El médico chino al que le cambió el color de la piel y se volvió negro tras contagiarse con el coronavirus Covid-19 ha reaparecido totalmente recuperado. La imagen de Yin Fan dio la vuelta al mundo por el cambio que experimentó su piel, y la de su compañero Hu Weifeng, durante los meses que estuvieron en coma.

Ahora, este cardiólogo de 42 años se ha acercado hasta el hospital Taikang Tongji, en Wuhan, para agradecer todos los cuidados recibidos durante los meses que estuvo ingresado. Tras haber pasado más de cinco meses en casa, el médico ha recuperado su tono de piel normal.

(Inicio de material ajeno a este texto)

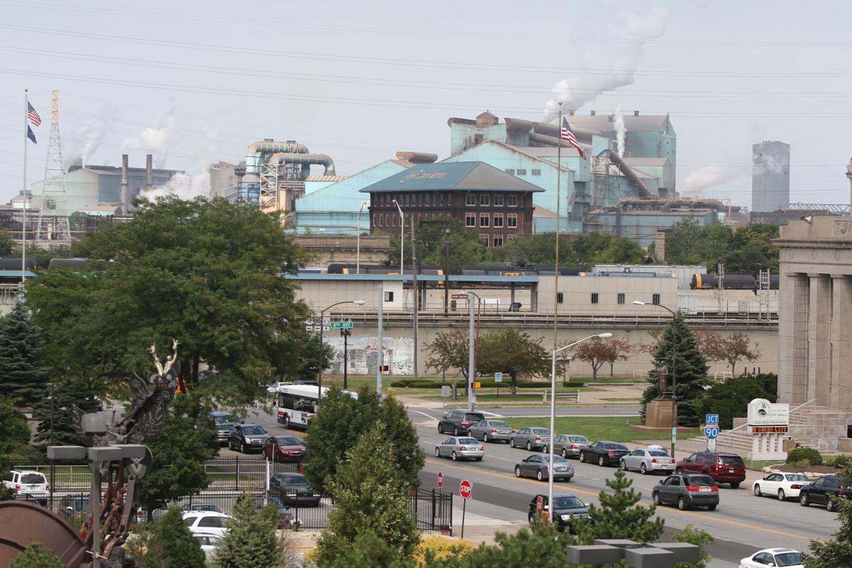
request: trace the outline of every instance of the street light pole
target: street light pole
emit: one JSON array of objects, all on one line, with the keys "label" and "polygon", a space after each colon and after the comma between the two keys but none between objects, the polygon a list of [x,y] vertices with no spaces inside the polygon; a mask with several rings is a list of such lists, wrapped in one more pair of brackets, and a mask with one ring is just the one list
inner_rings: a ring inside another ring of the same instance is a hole
[{"label": "street light pole", "polygon": [[588,341],[590,339],[595,339],[596,337],[599,339],[607,339],[607,337],[612,337],[613,334],[608,331],[604,333],[596,334],[594,336],[589,336],[588,337],[584,337],[579,341],[574,341],[573,343],[569,343],[564,347],[559,347],[558,349],[554,349],[550,352],[550,443],[548,445],[548,450],[550,453],[550,463],[548,465],[547,470],[547,510],[550,512],[550,522],[553,522],[553,442],[556,438],[556,355],[560,353],[570,349],[571,347],[579,345],[583,341]]},{"label": "street light pole", "polygon": [[406,230],[406,218],[402,215],[402,208],[400,207],[400,202],[394,199],[391,203],[396,205],[396,210],[400,212],[400,275],[402,275],[402,259],[403,251],[406,250],[406,239],[405,239],[405,230]]},{"label": "street light pole", "polygon": [[[638,300],[635,300],[633,303],[636,306],[649,305]],[[675,370],[676,357],[677,356],[677,330],[675,330],[675,320],[677,318],[677,313],[662,304],[650,305],[662,307],[671,314],[671,457],[675,457],[675,441],[677,439],[677,374]],[[663,393],[660,393],[659,395],[662,396]]]},{"label": "street light pole", "polygon": [[328,307],[326,307],[325,309],[323,309],[323,310],[320,311],[320,353],[318,354],[318,357],[319,357],[319,359],[320,359],[320,365],[319,365],[320,368],[317,369],[317,407],[318,408],[320,406],[320,399],[322,399],[322,366],[323,366],[323,360],[322,360],[322,359],[323,359],[322,358],[322,347],[323,347],[322,336],[323,336],[323,331],[325,330],[325,313],[328,312],[332,307],[334,307],[335,306],[340,306],[341,304],[354,304],[355,306],[363,306],[364,305],[364,301],[363,300],[344,300],[343,301],[335,302],[335,303],[331,304],[331,306],[329,306]]}]

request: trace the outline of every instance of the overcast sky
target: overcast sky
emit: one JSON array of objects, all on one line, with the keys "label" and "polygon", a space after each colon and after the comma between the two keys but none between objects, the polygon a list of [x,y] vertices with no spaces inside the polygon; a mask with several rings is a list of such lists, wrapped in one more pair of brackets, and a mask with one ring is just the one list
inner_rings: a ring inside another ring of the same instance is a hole
[{"label": "overcast sky", "polygon": [[446,157],[449,117],[539,120],[559,98],[670,112],[682,191],[750,205],[751,145],[780,140],[792,201],[848,204],[850,13],[843,0],[0,0],[0,202],[22,185],[24,89],[43,121],[32,183],[58,89],[66,164],[118,165],[124,149],[133,166],[152,152],[192,174],[275,138],[352,174],[398,150]]}]

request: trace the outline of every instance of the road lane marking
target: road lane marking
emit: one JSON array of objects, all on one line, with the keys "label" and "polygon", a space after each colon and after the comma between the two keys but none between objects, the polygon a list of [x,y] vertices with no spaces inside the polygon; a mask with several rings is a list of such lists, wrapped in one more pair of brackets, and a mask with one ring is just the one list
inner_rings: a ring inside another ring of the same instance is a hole
[{"label": "road lane marking", "polygon": [[[469,474],[471,472],[470,468],[465,468],[463,466],[455,465],[453,463],[446,463],[444,461],[438,461],[438,460],[435,460],[435,459],[427,458],[426,462],[428,463],[433,463],[433,464],[435,464],[435,465],[440,465],[440,466],[441,466],[442,468],[449,468],[450,469],[460,469],[460,470],[463,470],[463,471],[468,473]],[[530,484],[530,485],[537,485],[538,487],[541,486],[541,482],[540,481],[533,480],[533,479],[527,479],[527,478],[518,478],[518,477],[515,477],[514,475],[509,475],[507,473],[498,473],[496,472],[489,472],[489,471],[482,471],[482,470],[476,470],[476,473],[481,473],[482,475],[490,475],[491,477],[496,477],[496,478],[500,478],[500,479],[512,479],[514,481],[522,481],[524,483],[527,483],[527,484]],[[590,491],[587,489],[580,489],[579,487],[574,487],[574,486],[571,486],[571,485],[568,485],[568,486],[571,487],[571,491],[573,492],[573,493],[579,493],[581,495],[589,495],[589,496],[595,496],[595,497],[596,497],[596,496],[598,496],[600,495],[600,491]],[[640,502],[639,504],[642,505],[642,507],[650,507],[651,506],[651,503],[646,503],[646,502]],[[671,508],[662,507],[662,506],[659,507],[658,509],[660,510],[660,511],[665,511],[665,512],[671,512],[671,513],[675,513],[684,514],[684,515],[687,515],[688,517],[695,517],[696,519],[701,519],[703,520],[706,520],[706,521],[710,521],[710,522],[723,523],[725,525],[730,525],[731,526],[737,526],[737,527],[740,527],[740,528],[742,528],[742,529],[751,529],[753,531],[757,531],[759,532],[769,532],[769,533],[772,533],[772,534],[775,534],[775,535],[780,535],[781,536],[788,536],[790,538],[797,538],[798,540],[805,541],[807,542],[810,542],[811,541],[819,541],[820,540],[819,538],[816,538],[815,536],[805,536],[803,535],[797,535],[797,534],[793,533],[793,532],[786,532],[784,531],[778,531],[777,529],[770,529],[770,528],[765,527],[765,526],[758,526],[757,525],[751,525],[749,523],[740,523],[740,521],[737,521],[737,520],[731,520],[731,519],[719,519],[718,517],[716,517],[716,516],[713,516],[713,515],[709,515],[709,514],[701,513],[696,513],[696,512],[694,512],[694,511],[681,511],[680,509],[677,509],[677,508]]]}]

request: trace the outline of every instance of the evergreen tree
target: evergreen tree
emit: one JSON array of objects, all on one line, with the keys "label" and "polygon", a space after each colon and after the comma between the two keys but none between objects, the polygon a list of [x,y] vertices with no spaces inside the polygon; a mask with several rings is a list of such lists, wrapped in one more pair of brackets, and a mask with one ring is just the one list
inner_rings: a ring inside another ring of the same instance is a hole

En el mes de abril, las imágenes del antes y el después de contraer el virus de Yi Fan y su compañero, Hu, captaron la atención internacional debido al radical cambio de color que había experimentado su piel, algo que, según los especialistas, se originó por ciertos desequilibrios hormonales derivados de un fallo hepático a causa de la medicación que se les administró.

Su tono anormal de piel fue causado por el antibiótico Polimixina B, que le fue administrado como último recurso en cuidados intensivos. El fármaco le causó una hiperpigmentación, que pasó a desaparecer lentamente a medida que se recuperaba de su dolencia, según informa el periódico británico Daily Mail.

Ambos doctores contrajeron el virus en enero cuando estalló la epidemia en Wuhan mientras atendían pacientes infectados por coronavirus. Su colega no corrió la misma suerte y fallecía en junio tras pasar más de cinco meses hospitalizado luchando contra la enfermedad.

La condición de Yin Fan mejoró después de que los médicos chinos le aplicasen oxigenación por membrana extracorpórea (OMEC), un procedimiento en el que las funciones del corazón y los pulmones son ejecutadas por una máquina. Permaneció conectado a una máquina de soporte cardíaco y respiratorio durante 39 días.

El cardiólogo ha admitido que ha tenido que recibir tratamiento psicológico por el miedo que le generó verse con un color totalmente diferente al suyo.